函数计算实现 oss 上传超大 zip 压缩文件的自动解压处理-阿里云开发者社区

前言

阿里云函数计算(简称 FC )提供了一种事件驱动的计算模型。函数的执行是由事件驱动的，函数计算触发器描述了一组规则，当某个事件满足这些规则，事件源就会触发相应的函数。函数计算已经将对象存储作为一个事件源用于触发函数, 用于对存入oss的文件进行自动化处理：

如上图所示，阿里云对象存储和函数计算无缝集成。您可以为各种类型的事件设置处理函数，当OSS系统捕获到指定类型的事件后，会自动调用函数处理。例如，您可以设置函数来处理PutObject事件，当您调用OSS PutObject API上传图片到OSS后，相关联的函数会自动触发来处理该图片。
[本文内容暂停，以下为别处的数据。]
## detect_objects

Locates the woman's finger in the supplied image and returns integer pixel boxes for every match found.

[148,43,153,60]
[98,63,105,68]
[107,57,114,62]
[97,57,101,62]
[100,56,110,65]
在本文中，以用户上传超大压缩文件( zip 类型)到 oss, oss 系统捕获 PutObjec/PostObject 的事件, 自动触发函数执行，函数将压缩文件解压，并将对应的解压文件放在oss 指定的 bucket 的某个目录下。比如在bucket myzipfilebucket 的 source 目录是上传压缩文件的目录， processed 目录是解压后压缩文件存放的目录

方法

在本文中，以python3 runtime 为例，一步一步慢慢展示fc的能力

简单法

因为 FC 的临时目录的空间大小为512M，如果使用落盘，明显是下下策，不仅增加 io 时间，而且 512M 的限制基本让人敬而远之了。所以我们把一切在内存中完成，于是有下面的解决方案， FC 从内网中拉取 OSS 中的压缩文件，然后一切在内存中完成，将解压后的文件的 bytes 上传到指定 bucket 中目录，于是有了下面的代码：

# -*- coding: utf-8 -*-
import oss2, json
import zipfile
import os, io
import logging
import chardet

LOGGER = logging.getLogger()

def handler(event, context):
  """
  The object from OSS will be decompressed automatically .
  param: event:   The OSS event json string. Including oss object uri and other information.
      For detail info, please refer https://help.aliyun.com/document_detail/70140.html?spm=a2c4g.11186623.6.578.5eb8cc74AJCA9p#OSS
  
  param: context: The function context, including credential and runtime info.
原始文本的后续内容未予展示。